Author: Zhewei Yao <https://github.com/yaozhewei>, Amir Gholami <http://amirgholami.org/>


This tutorial shows how to compute the Hessian information using (randomized) numerical linear algebra for both explicit Hessian (the matrix is given) as well as implicit Hessian (the matrix is ungiven).

We'll start by doing the necessary imports:

In [4]:
import numpy as np
import torch 
import copy
from torchvision import datasets, transforms
from utils import * # get the dataset
from pyhessian import hessian # Hessian computation
from density_plot import get_esd_plot # ESD plot
from pytorchcv.model_provider import get_model as ptcv_get_model # model

import matplotlib.pyplot as plt
%matplotlib inline

In [5]:
# enable cuda devices
import os
os.environ["CUDA_DEVICE_ORDER"]="PCI_BUS_ID"
os.environ["CUDA_VISIBLE_DEVICES"]="0"

# The following part shows how to use power iteration to get the top eigenvalue of a matrix without explicitly having access to it

## We first show an example with Numpy for a random matrix B

In [6]:
n = 10 # the matrix size

# generate the matrix
A = np.random.randn(n, n)
B = A @ A.T

Now let's use numpy to compute the ground truth eigenvalues.
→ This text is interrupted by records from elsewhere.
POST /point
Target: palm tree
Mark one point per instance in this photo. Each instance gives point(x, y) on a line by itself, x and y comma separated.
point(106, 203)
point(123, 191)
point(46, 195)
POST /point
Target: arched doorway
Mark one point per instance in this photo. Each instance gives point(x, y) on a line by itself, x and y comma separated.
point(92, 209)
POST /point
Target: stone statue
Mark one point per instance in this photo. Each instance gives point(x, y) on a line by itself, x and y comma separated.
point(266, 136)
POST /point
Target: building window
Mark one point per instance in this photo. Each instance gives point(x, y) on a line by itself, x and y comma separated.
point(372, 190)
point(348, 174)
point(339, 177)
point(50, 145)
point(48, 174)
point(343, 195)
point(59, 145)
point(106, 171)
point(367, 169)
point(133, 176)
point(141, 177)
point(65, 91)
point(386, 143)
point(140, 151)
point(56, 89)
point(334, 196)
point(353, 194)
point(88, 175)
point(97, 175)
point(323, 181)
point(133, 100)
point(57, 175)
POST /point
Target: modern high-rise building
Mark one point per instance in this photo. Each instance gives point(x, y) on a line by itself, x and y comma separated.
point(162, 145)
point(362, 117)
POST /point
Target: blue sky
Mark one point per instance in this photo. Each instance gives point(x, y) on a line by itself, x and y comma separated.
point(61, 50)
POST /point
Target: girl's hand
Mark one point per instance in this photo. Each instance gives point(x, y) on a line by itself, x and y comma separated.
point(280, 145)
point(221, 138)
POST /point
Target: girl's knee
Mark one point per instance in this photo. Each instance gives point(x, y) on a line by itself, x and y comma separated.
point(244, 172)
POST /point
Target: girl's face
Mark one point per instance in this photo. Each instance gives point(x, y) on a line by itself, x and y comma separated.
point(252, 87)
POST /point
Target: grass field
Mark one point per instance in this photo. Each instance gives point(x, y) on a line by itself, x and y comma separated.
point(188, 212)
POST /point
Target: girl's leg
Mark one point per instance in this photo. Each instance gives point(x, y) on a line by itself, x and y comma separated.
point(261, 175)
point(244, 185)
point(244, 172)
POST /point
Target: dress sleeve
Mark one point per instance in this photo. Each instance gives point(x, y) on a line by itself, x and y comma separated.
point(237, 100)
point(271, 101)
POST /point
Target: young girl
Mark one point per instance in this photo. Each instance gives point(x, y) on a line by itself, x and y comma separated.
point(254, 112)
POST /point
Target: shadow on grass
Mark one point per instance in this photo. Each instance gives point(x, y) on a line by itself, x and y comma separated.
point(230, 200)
We will then check the results with this.

In [12]:
# use np.eigs to get the top eigenvalue of B
eigs, _ = np.linalg.eig(B)

print("The top eigenvalue of B is %.4f"%np.sort(eigs)[-1])

The top eigenvalue of B is 23.9784


Now let's try to comptue the top eigenvalue of B without explicitly using. To do so, we will use a method called Power Iteration:

https://en.wikipedia.org/wiki/Power_iteration

The algorithm is very simple and efficiet to compute the top eigenvalue:
$$v_{i+1} = \frac{Bv_i}{\|Bv_i\|}.$$

As such, we only need to have access to the *application* of B to a given vector $v_i$ and not the matrix B itself. This application is commonly referred to as *matvec* in literature.

In [21]:
# use power iteration to get the top eigenvalue of B
v = np.random.randn(n, 1)

for i in range(40):
    v = v / np.linalg.norm(v)
    print("Step %2d current estimated top eigvalue: %.4f"%(i+1,v.T @ B @ v))
    v = B @ v


Step  1 current estimated top eigvalue: 16.6602
Step  2 current estimated top eigvalue: 22.1014
Step  3 current estimated top eigvalue: 23.3392
Step  4 current estimated top eigvalue: 23.7363
Step  5 current estimated top eigvalue: 23.8803
Step  6 current estimated top eigvalue: 23.9371
Step  7 current estimated top eigvalue: 23.9607
Step  8 current estimated top eigvalue: 23.9707
Step  9 current estimated top eigvalue: 23.9751
Step 10 current estimated top eigvalue: 23.9769
Step 11 current estimated top eigvalue: 23.9778
Step 12 current estimated top eigvalue: 23.9781
Step 13 current estimated top eigvalue: 23.9783
Step 14 current estimated top eigvalue: 23.9784
Step 15 current estimated top eigvalue: 23.9784
Step 16 current estimated top eigvalue: 23.9784
Step 17 current estimated top eigvalue: 23.9784
Step 18 current estimated top eigvalue: 23.9784
Step 19 current estimated top eigvalue: 23.9784
Step 20 current estimated top eigvalue: 23.9784
Step 21 current estimated top eigvalue: 

As you can see the result of the power iteration and the one we got from numpy match very well.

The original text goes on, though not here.